Mislukte aanbesteding
Technisch is Arnhem Centraal een hoogstandje. Nadat de omringende infrastructuur gereed was gekomen –een verkeerstunnel, de kantorentorens, de parkeergarage– mislukte in 2006 de aanbesteding voor het stationsproject. Van Helmond: „Het ontwerp was zo complex dat geen bouwbedrijf ter wereld voor het beschikbare budget de uitdaging aandurfde. Het voornaamste risico was dat er op de parkeergarage een betonnen gebouw moest verrijzen dat bovendien allerlei ingewikkelde ronde vormen had. Het beton zou al heel zwaar drukken, en dan waren er gedurende de bouw ook nog lastige hulpconstructies.”

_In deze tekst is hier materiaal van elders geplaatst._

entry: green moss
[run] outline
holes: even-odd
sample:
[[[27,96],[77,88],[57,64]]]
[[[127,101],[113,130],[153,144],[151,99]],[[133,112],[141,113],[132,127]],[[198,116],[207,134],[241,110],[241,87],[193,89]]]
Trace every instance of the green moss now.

Van Helmond, sinds 2013 bij het project betrokken, noemt het „heel slim” dat besloten werd de bouw in twee fasen uit te voeren. In 2011 konden de ondergrondse fietsenstalling en de perrontunnel worden opgeleverd. Ook werd er gebouwd aan een vierde perron en nieuwe perronkappen. Bouwcombinatie Ballast Nedam-BAM vond ondertussen de oplossing voor het sluitstuk: in de scheepsbouw, een sector die veel vertrouwder is met moeilijke rondingen. De bovenbouw van de terminal is niet in beton uitgevoerd, maar in scheepsstaal. „Een factor tien lichter”, aldus Van Helmond.
Leren van scheepsbouw
Scheepsbouwer Centraalstaal sneed, boog en vormde 144 stalen onderdelen in zijn hal in Groningen. De stukken –in totaal 600 ton wegend– werden daarna in Friesland en Duitsland aan elkaar gelast, naar Arnhem vervoerd en in het werk geplaatst. Op verzoek van Van Berkel zijn de naden tussen de stalen panelen zichtbaar gebleven. Net als bij een schip.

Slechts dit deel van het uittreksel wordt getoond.